Allowing a Quasar App to communicate with the various parts of the BEX is essential. Quasar closes this gap using a bridge
.
There are 4 areas in a BEX which will need a communication layer:
- The Quasar App itself - this is true for all types of BEX i.e Popup, Options Page, Dev Tools or Web Page
- Background Script
- Content Script
- The web page that the BEX is running on
Communication Rules
There is a fundamental rule to understand with the communication bridge in Quasar.
Not all BEX types have a content script - Only BEX which run in the context of a web page will have a content script. This is how browser extensions in general work. This means if you’re adding a listener for an event on a content script and trying to trigger it from a Quasar BEX running as Dev Tools, Options Page or Popup - it won’t work.
If you want to allow your Dev Tools, Popup or Options Page BEX to communicate with a web page, you will need to use the background script as a proxy. You would do this by:
- Adding a listener on the background script which in turn emits another event.
- Add a listener to your Quasar App running in the Web Page context which listens for the event the background script is raising
- Emitting the event to your background script from your Dev Tools, Popup or Options Page.
Once you get your head around this concept, there are no limits to how the BEX can communicate with each part.
The Bridge
The bridge is a promise based event system which is shared between all parts of the BEX and as such allows you to listen for events in your Quasar App, emit them from other parts or vice versa. This is what gives Quasar BEX mode it’s power.
To access the bridge from within your Quasar App you can use $q.bex
. In other areas, the bridge is made available via the bridge
parameter in the respective hook files.
Let’s see how it works.
Trigger an event and wait for the response
const { data } = await bridge.send('some.event', { someKey: 'aValue' })
console.log('Some response from the other side', data)

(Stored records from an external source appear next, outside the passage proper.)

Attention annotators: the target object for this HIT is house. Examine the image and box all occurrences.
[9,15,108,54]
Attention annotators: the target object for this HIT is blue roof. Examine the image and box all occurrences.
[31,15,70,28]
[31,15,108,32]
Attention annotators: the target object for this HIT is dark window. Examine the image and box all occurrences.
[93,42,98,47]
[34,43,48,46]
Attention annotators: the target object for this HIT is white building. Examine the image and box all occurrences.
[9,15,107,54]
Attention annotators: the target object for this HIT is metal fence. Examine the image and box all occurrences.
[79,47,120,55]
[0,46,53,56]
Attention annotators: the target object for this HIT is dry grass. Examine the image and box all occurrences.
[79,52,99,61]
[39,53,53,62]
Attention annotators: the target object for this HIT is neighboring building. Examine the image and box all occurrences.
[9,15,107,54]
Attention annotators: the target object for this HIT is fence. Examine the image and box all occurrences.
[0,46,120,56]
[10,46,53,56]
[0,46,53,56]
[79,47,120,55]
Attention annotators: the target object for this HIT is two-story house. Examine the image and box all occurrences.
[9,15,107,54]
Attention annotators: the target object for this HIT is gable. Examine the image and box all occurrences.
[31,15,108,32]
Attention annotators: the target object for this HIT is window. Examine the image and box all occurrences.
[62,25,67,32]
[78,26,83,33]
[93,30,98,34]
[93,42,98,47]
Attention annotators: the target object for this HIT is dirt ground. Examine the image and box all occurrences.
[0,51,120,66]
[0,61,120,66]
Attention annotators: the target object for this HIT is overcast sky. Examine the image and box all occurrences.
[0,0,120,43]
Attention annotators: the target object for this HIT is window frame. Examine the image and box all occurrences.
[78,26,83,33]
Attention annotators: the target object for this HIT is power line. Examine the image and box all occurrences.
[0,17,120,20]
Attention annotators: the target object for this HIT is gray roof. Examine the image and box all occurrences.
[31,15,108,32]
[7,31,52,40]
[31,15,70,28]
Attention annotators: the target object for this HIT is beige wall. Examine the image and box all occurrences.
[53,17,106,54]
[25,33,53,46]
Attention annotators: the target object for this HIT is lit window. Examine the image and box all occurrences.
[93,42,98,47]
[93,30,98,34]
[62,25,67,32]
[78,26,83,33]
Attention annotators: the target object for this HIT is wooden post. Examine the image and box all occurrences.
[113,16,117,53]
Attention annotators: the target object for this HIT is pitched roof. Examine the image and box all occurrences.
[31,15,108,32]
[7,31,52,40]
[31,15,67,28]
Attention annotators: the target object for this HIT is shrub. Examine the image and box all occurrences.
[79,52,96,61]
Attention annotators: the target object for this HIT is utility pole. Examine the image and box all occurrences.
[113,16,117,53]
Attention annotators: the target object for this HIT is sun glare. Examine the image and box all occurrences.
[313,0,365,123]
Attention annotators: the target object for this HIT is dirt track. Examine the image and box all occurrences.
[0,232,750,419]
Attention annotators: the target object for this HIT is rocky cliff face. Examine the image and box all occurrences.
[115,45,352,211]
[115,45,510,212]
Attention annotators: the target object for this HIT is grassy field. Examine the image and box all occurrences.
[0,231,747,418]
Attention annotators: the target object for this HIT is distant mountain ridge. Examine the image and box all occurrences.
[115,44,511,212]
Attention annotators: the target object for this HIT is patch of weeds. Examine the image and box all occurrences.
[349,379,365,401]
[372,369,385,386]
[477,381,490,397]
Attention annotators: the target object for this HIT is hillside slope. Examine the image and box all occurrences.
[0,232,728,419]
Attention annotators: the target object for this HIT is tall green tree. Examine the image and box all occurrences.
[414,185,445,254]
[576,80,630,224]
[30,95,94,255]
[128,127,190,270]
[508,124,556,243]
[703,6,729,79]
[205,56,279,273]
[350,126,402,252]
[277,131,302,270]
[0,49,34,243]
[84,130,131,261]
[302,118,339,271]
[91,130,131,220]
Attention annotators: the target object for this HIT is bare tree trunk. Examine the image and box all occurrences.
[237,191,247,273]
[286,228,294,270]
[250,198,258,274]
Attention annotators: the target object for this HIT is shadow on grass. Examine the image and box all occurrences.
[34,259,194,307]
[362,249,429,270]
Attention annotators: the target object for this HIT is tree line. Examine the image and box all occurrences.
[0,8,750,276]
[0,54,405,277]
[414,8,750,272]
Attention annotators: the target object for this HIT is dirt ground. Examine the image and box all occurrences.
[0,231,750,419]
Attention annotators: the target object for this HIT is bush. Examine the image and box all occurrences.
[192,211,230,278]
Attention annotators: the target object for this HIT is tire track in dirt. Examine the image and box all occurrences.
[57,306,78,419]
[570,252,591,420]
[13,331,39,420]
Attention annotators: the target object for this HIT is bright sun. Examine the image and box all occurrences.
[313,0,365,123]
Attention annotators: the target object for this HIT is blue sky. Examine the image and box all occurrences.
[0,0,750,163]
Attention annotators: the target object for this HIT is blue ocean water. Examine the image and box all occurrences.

Listen for an event and sending a response
You can respond to let the caller know the operation is done. You can optionally return back some data too.
bridge.on('some.event', ({ data, respond }) => {
console.log('Event receieved, responding...')
respond(data.someKey + ' hey!')
})
WARNING
If you omit respond()
the promise on .send()
will not resolve.
The Quasar bridge does some work behind the scenes to convert the normal event based communication into promises and as such, in order for the promise to resolve, we need to call respond
.
Clean up your listeners
bridge.off('some.event', this.someFunction)
TIP
The bridge also does some work to split large data which is too big to be transmitted in one go due to the browser extension 60mb data transfer limit. In order for this to happen, the payload must be an array.